Home » Uncategorized

Why is it so hard to train data scientists?

Some time ago I met a colleague who expressed her disappointment from two data scientists that she hired. These were the first employees with a data science degree hired by that company, and apparently did not meet the high expectations. She felt that in some cases the data scientists did not do work she could not do without them, and in other cases did not provide very useful insights.

I do not have specific information about the training and background of these two data scientists, but the difficulty in training effective data scientists is something I am definitely familiar with. In a time that almost anyone can define themselves as a data scientist, training a complete data scientist is a challenge.

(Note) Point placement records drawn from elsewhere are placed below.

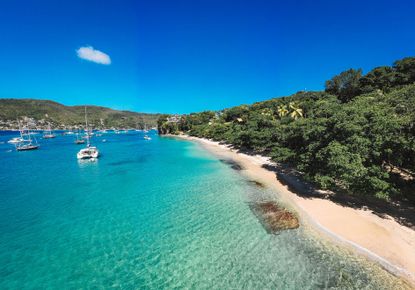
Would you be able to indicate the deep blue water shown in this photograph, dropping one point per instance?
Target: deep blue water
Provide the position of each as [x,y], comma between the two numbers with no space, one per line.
[157,214]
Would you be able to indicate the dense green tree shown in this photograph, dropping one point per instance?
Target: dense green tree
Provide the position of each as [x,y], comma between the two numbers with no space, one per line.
[345,85]
[358,135]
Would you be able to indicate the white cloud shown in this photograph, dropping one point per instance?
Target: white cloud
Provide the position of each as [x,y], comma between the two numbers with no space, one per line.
[91,54]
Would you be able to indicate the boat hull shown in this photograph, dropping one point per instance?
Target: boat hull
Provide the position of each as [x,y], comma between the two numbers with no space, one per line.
[27,147]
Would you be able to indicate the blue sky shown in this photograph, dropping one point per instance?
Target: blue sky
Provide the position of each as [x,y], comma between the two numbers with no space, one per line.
[185,56]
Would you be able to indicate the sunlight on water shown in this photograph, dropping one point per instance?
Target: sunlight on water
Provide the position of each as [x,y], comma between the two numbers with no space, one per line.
[158,214]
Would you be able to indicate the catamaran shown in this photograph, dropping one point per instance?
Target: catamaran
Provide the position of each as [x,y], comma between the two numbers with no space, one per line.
[90,152]
[79,140]
[49,133]
[26,142]
[15,140]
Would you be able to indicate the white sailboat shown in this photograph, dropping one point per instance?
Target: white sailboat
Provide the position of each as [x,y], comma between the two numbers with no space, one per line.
[26,141]
[90,152]
[78,140]
[49,134]
[15,140]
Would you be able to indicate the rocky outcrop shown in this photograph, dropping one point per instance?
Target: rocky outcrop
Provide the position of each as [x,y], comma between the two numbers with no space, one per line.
[273,217]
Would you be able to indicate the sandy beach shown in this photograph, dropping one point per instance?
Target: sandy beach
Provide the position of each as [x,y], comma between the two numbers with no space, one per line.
[381,239]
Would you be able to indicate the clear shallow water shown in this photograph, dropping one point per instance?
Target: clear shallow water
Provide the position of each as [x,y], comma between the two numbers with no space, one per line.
[156,214]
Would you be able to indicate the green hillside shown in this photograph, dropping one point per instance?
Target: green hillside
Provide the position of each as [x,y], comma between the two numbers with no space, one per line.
[356,136]
[59,115]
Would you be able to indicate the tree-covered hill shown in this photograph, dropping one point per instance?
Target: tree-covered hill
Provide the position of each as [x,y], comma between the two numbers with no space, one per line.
[358,135]
[59,115]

A data scientist should be familiar with databases, as many of the world’s data are organized in relational and non-relational databases. For working with a variety of data types the data scientist needs to be able to parse and render files, and convert between data formats. Working with large databases often requires programing skills beyond basic scripting in R or Python, as well as knowledge in algorithm design and operating system. Machine learning is also a required skill. In other words, a complete data scientist should have knowledge in computer science at the level of a trained computer scientist.

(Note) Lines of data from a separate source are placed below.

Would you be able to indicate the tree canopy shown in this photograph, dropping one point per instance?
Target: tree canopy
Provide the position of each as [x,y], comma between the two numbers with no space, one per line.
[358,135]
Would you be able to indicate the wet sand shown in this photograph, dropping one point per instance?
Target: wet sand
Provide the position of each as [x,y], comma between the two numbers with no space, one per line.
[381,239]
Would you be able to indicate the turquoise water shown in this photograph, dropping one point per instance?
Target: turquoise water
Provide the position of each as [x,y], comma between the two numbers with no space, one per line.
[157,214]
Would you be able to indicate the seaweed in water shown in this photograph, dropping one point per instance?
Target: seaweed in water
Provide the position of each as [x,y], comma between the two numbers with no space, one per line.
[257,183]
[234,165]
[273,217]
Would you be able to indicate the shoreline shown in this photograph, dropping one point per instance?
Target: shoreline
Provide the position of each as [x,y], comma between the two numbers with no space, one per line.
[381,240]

A data scientist must also be highly familiar with statistics, and understand multiple statistical methods for tasks such as regression, dimensionality reduction, statistical significance analysis, Mote Carlo simulations, and Bayesian methods, to name a few. The data scientist needs to have knowledge in statistics at a level close to the knowledge of the statistician.

In addition to statistics and computer science, a data scientist should also have knowledge in business administration. That knowledge is required to understand and define the business problems, and communicate the insights.

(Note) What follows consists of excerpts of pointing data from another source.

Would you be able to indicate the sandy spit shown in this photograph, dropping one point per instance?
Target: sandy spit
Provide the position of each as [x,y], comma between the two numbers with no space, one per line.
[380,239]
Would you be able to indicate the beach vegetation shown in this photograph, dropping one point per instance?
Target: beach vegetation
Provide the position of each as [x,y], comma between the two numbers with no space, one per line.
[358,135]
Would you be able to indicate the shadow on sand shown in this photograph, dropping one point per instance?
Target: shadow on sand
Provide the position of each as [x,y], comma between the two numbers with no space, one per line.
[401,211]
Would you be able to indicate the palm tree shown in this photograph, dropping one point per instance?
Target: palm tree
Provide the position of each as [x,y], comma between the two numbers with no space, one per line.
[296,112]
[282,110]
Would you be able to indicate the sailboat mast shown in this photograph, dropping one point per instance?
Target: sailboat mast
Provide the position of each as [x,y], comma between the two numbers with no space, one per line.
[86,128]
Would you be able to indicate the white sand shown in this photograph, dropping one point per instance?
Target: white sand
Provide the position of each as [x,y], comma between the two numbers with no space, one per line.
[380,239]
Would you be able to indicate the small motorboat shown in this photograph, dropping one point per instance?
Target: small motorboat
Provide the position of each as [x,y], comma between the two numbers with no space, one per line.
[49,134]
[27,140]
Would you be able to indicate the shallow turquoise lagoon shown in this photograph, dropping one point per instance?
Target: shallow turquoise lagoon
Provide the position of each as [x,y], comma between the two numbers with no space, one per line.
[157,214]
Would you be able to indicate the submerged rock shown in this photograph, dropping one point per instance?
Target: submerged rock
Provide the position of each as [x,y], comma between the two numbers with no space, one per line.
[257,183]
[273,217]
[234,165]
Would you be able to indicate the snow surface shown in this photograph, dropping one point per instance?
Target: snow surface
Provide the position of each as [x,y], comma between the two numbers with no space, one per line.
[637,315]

Data analysis tools change rapidly, and I do not highlight knowledge of a specific tool as a major part of data science training. However, the reality is that the data scientist also needs to be familiar with a collection of data analytics tools, and be able to quickly learn new tools.

The combination of knowledge in computer science, statistics, business administration, and applied technology is very difficult to train to the deep level required from a data scientist, certainly in an undergraduate program. Therefore, complete data scientists is a rare species, and most of those who identify themselves as data scientists should be selected carefully to a job that meets their skillset and knowledge.